Victoria Lopez, LMHC

Counselor
503 N 50th St
Seattle, Washington 98103
  • LGBTQIA+ Affirming
Narrative of Services:

I work with kids, teens, and adults worn down by anxiety and OCD move forward towards a life of confidence and hope. I left community mental health in 2025 to pursue my passion of working with anxiety and OCD+related disorders. As a person with lived experience, it is important to me that folks receive compassionate, evidenced-based care. I offer in-person therapy in Seattle and telehealth statewide, using ACT, ERP, and I-CBT to help people build toward a life that once felt out of reach during their hardest moments.

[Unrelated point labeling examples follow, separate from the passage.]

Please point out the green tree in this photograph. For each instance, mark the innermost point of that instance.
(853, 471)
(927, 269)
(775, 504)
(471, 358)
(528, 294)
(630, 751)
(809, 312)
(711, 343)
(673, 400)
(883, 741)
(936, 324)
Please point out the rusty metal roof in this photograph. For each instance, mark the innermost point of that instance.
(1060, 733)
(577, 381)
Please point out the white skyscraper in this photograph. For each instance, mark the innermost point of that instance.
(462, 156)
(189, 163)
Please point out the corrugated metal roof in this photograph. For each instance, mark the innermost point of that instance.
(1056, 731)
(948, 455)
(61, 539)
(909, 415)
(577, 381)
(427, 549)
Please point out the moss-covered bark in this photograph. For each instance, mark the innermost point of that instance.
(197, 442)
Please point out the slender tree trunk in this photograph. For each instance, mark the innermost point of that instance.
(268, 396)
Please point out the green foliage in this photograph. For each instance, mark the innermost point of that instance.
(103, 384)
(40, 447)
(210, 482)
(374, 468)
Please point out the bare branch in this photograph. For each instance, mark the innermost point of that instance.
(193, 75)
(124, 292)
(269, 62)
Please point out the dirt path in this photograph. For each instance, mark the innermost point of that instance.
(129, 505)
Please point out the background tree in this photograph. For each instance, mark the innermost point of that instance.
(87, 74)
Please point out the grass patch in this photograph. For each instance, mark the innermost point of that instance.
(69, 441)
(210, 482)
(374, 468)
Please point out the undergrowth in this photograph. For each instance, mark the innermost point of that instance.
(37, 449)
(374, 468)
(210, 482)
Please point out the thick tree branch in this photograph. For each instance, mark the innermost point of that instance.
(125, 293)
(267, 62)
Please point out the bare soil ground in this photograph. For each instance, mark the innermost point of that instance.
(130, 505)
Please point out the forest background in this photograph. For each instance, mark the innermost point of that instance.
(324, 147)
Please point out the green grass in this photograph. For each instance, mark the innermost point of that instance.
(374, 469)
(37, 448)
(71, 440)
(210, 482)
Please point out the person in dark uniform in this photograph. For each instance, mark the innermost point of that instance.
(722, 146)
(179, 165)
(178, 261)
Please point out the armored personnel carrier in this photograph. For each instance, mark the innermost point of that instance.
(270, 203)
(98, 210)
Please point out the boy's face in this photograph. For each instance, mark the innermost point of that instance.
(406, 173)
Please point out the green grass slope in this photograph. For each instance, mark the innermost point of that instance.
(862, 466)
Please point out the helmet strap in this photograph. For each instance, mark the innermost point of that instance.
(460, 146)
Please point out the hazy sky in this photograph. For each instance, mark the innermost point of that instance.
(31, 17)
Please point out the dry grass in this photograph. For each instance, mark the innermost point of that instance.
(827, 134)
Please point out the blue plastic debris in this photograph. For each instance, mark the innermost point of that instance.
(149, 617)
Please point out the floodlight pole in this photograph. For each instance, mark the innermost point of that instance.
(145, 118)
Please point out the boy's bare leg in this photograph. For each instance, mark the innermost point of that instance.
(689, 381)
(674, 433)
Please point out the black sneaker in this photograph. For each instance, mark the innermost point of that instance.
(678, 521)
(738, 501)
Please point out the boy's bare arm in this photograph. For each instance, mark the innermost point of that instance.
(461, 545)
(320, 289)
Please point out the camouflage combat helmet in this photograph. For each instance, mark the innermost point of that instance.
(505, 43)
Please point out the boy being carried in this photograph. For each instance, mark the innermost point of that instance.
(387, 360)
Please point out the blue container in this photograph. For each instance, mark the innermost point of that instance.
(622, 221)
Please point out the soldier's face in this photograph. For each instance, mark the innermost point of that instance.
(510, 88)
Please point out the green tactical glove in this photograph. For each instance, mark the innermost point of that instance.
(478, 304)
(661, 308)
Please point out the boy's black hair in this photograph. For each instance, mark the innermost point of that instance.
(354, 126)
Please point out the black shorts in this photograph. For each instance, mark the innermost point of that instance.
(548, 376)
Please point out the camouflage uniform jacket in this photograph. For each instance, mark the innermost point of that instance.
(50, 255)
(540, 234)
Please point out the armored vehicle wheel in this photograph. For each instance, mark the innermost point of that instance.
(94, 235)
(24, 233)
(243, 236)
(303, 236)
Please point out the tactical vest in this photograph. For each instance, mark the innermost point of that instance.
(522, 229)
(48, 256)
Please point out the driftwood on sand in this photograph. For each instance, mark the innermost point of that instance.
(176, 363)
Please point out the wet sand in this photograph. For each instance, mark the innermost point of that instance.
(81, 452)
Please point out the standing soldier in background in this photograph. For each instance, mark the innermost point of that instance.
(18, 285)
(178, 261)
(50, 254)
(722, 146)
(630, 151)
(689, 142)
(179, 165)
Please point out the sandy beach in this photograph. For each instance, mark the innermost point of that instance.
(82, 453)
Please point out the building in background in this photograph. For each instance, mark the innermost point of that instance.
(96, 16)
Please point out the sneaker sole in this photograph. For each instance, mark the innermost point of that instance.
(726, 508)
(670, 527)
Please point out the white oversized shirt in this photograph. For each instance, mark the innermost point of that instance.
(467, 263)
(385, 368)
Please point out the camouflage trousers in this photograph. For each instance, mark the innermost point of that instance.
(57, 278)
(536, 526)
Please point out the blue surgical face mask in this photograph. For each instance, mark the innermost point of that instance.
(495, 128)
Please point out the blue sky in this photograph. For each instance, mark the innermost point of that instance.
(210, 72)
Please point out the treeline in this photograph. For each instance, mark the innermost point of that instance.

Treatment of Co-occurring Disorders:

OCD is the primary focus of my work. When it co-occurs with other anxiety disorders, trauma history, mood concerns, or neurodivergence (such as ADHD or autism), I keep OCD treatment central while thoughtfully considering the full picture. I use ERP, I-CBT, and ACT as core approaches, adjusting pacing and interventions to support executive functioning, sensory needs, trauma sensitivity, or depressive symptoms. I monitor how symptoms interact over time and collaborate with prescribers or other providers when helpful to ensure clients receive coordinated care.

Training Description:

I have 8+ years as a child, youth & family therapist in CMH. From this I’ve gained expansive experience working with many different presentations and diagnoses. I’ve had quite a few anxiety and a handful of OCD clients at my previous employment and have left (mid 2025) to pursue these focuses full time. I’m trained in ERP, ACT and I-CBT. I partake in multiple anxiety/OCD specific consultation groups monthly and engage in on-going training to expand my skillset. I also have been mentored under an established OCD expert which has given me great direction and support.

Diversity Statement:

As a queer, multiethnic, neurodivergent clinician, I’m deeply committed to supporting people from all walks of life, especially those impacted by systemic oppression. My work began with LGBTQ+ communities, and although I now specialize in anxiety-related disorders, that passion remains central to my practice. I am Latina (not fully fluent in Spanish due to assimilation) and understand cultural nuances. I also have some ASL experience and can communicate more than the average person (but not a certified interpreter). Please feel welcome to bring your whole self.

In community mental health I have worked with a diverse population of clients on medicaid both in the office and in school settings. Thus it has been important for me to be culturally competent and I have taken trainings, partaken in workshops and continued to explore what cultural humility looks like in the therapy room.